If you can build an analyzer that tokenizes the second field so that it
filters out the words you don't want, you can then take advantage of
more intelligent queries as well.
So for the example that pjaol wrote, the query would become something
like this:
Query= body:(game OR redskins) keyword:(redskins)^10
Depending on your corpus this may or may not be possible, the
determining factor being whether or not the list of words being removed
from each document to create the second field varies.
(more specifically I mean, in some documents you remove the word game,
and in others you don't, if this is the case this technique won't work
for you.)
Matt
theDude_2 wrote:
Ah, Interesting... I didnt think of that! I will try it and report back
pjaol wrote:
Why not put the keywords into the same document as another field? and
search
both fields
at once, you can then use lucene syntax to give a boosting to the keyword
fields.
e.g.
body:A good game last night by the redskins
keyword: redskins
Query= body:(game OR redskins) keyword:(game OR redskins)^10
And adjust the boosting until you're happy.
Check out for querying multiple fields
http://wiki.apache.org/lucene-java/LuceneFAQ#head-300f0756fdaa71f522c96a868351f716573f2d77
You might even want to consider Solr and it's dismax search component
http://wiki.apache.org/solr/DisMaxRequestHandler
to make it easier
On Fri, Apr 17, 2009 at 11:19 AM, theDude_2 <aornst...@webmd.net> wrote:
I appreciate your response, and read the wiki article concerning the
Federated search
and
I'm not sure that my project falls into the "Federated Search" bucket...
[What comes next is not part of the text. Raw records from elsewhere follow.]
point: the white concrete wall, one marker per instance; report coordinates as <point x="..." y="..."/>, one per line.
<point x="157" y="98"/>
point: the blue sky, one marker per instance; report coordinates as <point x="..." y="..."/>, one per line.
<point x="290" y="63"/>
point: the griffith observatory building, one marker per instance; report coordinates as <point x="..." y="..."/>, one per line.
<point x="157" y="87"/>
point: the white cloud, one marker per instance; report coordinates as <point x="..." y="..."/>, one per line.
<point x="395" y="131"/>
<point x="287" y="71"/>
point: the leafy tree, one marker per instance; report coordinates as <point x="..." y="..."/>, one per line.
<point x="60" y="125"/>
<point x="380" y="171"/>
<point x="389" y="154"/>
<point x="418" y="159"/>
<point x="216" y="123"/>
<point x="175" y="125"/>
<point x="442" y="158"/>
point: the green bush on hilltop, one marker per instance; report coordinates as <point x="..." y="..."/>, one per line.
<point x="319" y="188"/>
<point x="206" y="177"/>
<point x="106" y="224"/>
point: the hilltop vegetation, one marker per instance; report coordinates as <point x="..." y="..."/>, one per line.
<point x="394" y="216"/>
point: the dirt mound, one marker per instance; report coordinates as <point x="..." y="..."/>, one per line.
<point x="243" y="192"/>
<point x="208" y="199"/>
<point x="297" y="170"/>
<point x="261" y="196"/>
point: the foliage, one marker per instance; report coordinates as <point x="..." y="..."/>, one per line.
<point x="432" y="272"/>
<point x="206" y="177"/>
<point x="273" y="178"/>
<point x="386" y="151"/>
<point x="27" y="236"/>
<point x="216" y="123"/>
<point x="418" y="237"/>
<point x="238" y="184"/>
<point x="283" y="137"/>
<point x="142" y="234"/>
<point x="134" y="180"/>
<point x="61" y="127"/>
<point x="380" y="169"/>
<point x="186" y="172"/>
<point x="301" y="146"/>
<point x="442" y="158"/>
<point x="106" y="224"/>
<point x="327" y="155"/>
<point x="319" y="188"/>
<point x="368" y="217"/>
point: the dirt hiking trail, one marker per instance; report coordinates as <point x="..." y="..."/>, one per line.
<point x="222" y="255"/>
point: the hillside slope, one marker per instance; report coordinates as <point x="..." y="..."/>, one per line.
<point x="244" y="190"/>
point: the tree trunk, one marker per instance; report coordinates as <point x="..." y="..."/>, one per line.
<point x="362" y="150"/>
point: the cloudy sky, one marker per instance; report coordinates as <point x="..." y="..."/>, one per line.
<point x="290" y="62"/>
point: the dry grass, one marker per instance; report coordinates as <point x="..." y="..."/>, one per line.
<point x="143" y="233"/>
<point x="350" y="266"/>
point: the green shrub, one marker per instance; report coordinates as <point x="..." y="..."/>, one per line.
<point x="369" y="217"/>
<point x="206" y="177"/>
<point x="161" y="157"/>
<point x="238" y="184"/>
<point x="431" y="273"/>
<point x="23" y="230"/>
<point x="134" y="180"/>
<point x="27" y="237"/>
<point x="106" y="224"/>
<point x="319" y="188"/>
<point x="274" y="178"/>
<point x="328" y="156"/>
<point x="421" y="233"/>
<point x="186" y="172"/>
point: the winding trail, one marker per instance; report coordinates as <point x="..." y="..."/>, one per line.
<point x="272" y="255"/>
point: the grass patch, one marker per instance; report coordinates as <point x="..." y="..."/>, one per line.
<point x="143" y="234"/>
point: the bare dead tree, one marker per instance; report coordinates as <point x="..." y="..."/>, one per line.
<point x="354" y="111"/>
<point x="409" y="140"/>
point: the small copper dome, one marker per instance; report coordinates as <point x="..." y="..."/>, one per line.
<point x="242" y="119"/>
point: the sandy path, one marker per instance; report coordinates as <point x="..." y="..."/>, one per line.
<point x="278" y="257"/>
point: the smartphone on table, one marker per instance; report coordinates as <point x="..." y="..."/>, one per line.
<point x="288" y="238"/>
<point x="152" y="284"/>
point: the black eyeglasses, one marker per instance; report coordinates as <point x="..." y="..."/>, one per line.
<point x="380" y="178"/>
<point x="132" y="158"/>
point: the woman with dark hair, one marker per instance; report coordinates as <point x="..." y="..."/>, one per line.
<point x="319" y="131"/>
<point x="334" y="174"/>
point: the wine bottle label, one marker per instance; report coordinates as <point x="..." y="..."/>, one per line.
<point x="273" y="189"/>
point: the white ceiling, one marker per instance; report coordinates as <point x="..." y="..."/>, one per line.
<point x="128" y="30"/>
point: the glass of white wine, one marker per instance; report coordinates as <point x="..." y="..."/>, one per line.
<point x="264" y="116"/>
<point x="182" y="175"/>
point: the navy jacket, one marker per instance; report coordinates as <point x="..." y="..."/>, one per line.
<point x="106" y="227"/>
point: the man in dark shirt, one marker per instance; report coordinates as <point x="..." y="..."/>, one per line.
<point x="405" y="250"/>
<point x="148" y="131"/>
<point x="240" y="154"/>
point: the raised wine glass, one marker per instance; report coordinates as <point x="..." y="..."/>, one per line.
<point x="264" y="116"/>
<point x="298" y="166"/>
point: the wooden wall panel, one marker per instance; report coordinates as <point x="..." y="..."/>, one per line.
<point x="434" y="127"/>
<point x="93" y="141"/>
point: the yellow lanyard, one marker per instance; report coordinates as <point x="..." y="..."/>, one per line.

What I've done is created 2 indexes created with the same documents.
One index, contains the full documents - great for pure relevancy search
The second index: contains all of the same documents, but a small subset
of
each documents contents - only allowing words to be indexed that we deem
as
"good words" -
(for example) if this was a football article database
Index 1: would index 100% of the article about the Redskins and the New
York
Giants
Index 2: would index the same article by only the "good words" in the
document like Redskins, Giants, Quarterback, Linebacker, etc.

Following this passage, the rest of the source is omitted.